Signed-off-by: David Malcolm <dmalcolm@redhat.com>
---
 gcc/c/c-objc-common.cc         |    4 +-
 gcc/cp/error.cc                |  105 +--
 gcc/diagnostic.cc              |    2 +-
 gcc/dump-context.h             |   40 +-
 gcc/dumpfile.cc                |  217 +++---
 gcc/fortran/error.cc           |    5 +-
 gcc/opt-problem.cc             |    3 +-
 gcc/pretty-print-format-impl.h |  407 ++++++++++-
 gcc/pretty-print-markup.h      |   10 +-
 gcc/pretty-print-urlifier.h    |    2 +-
 gcc/pretty-print.cc            | 1176 ++++++++++++++++++++++----------
 gcc/pretty-print.h             |   43 +-
 gcc/tree-diagnostic.cc         |    2 +-
 gcc/tree-diagnostic.h          |    2 +-
 14 files changed, 1483 insertions(+), 535 deletions(-)
diff mbox series

Patch

diff --git a/gcc/c/c-objc-common.cc b/gcc/c/c-objc-common.cc
index fde9ae6ad667..9d39fcd4e442 100644
--- a/gcc/c/c-objc-common.cc
+++ b/gcc/c/c-objc-common.cc
@@ -34,7 +34,7 @@  along with GCC; see the file COPYING3.  If not see
 #include "dwarf2.h"
 
 static bool c_tree_printer (pretty_printer *, text_info *, const char *,
-			    int, bool, bool, bool, bool *, const char **);
+			    int, bool, bool, bool, bool *, pp_token_list &);
 
 /* Info for C language features which can be queried through
    __has_{feature,extension}.  */
@@ -318,7 +318,7 @@  pp_markup::element_quoted_type::print_type (pp_markup::context &ctxt)
 static bool
 c_tree_printer (pretty_printer *pp, text_info *text, const char *spec,
 		int precision, bool wide, bool set_locus, bool hash,
-		bool *quoted, const char **)
+		bool *quoted, pp_token_list &)
 {
   tree t = NULL_TREE;
   // FIXME: the next cast should be a dynamic_cast, when it is permitted.

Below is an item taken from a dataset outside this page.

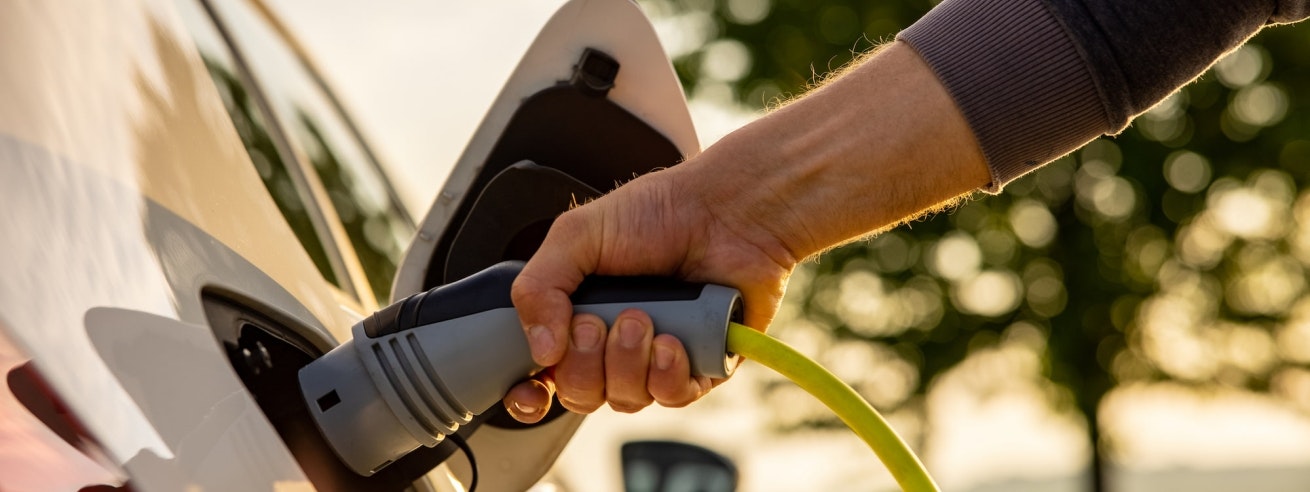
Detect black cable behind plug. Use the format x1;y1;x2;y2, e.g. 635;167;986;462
445;434;478;492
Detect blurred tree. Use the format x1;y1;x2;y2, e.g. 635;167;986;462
647;0;1310;491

diff --git a/gcc/cp/error.cc b/gcc/cp/error.cc
index 3cc0dd1cdfa9..420fad26b7b7 100644
--- a/gcc/cp/error.cc
+++ b/gcc/cp/error.cc
@@ -39,6 +39,7 @@  along with GCC; see the file COPYING3.  If not see
 #include "cp-name-hint.h"
 #include "attribs.h"
 #include "pretty-print-format-impl.h"
+#include "make-unique.h"
 
 #define pp_separate_with_comma(PP) pp_cxx_separate_with (PP, ',')
 #define pp_separate_with_semicolon(PP) pp_cxx_separate_with (PP, ';')
@@ -110,7 +111,7 @@  static void cp_print_error_function (diagnostic_context *,
 				     const diagnostic_info *);
 
 static bool cp_printer (pretty_printer *, text_info *, const char *,
-			int, bool, bool, bool, bool *, const char **);
+			int, bool, bool, bool, bool *, pp_token_list &);
 
 /* Color names for highlighting "%qH" vs "%qI" values,
    and ranges corresponding to them.  */
@@ -124,22 +125,50 @@  class deferred_printed_type
 {
 public:
   deferred_printed_type ()
-  : m_tree (NULL_TREE), m_buffer_ptr (NULL), m_verbose (false), m_quote (false)
+  : m_tree (NULL_TREE),
+    m_printed_text (),
+    m_token_list (nullptr),
+    m_verbose (false), m_quote (false)
   {}
 
-  deferred_printed_type (tree type, const char **buffer_ptr, bool verbose,
+  deferred_printed_type (tree type,
+			 pp_token_list &token_list,
+			 bool verbose,
 			 bool quote)
-  : m_tree (type), m_buffer_ptr (buffer_ptr), m_verbose (verbose),
+  : m_tree (type),
+    m_printed_text (),
+    m_token_list (&token_list),
+    m_verbose (verbose),
     m_quote (quote)
   {
     gcc_assert (type);
-    gcc_assert (buffer_ptr);
+  }
+
+  void set_text_for_token_list (const char *text, bool quote)
+  {
+    /* Replace the contents of m_token_list with a text token for TEXT,
+       possibly wrapped by BEGIN_QUOTE/END_QUOTE (if QUOTE is true).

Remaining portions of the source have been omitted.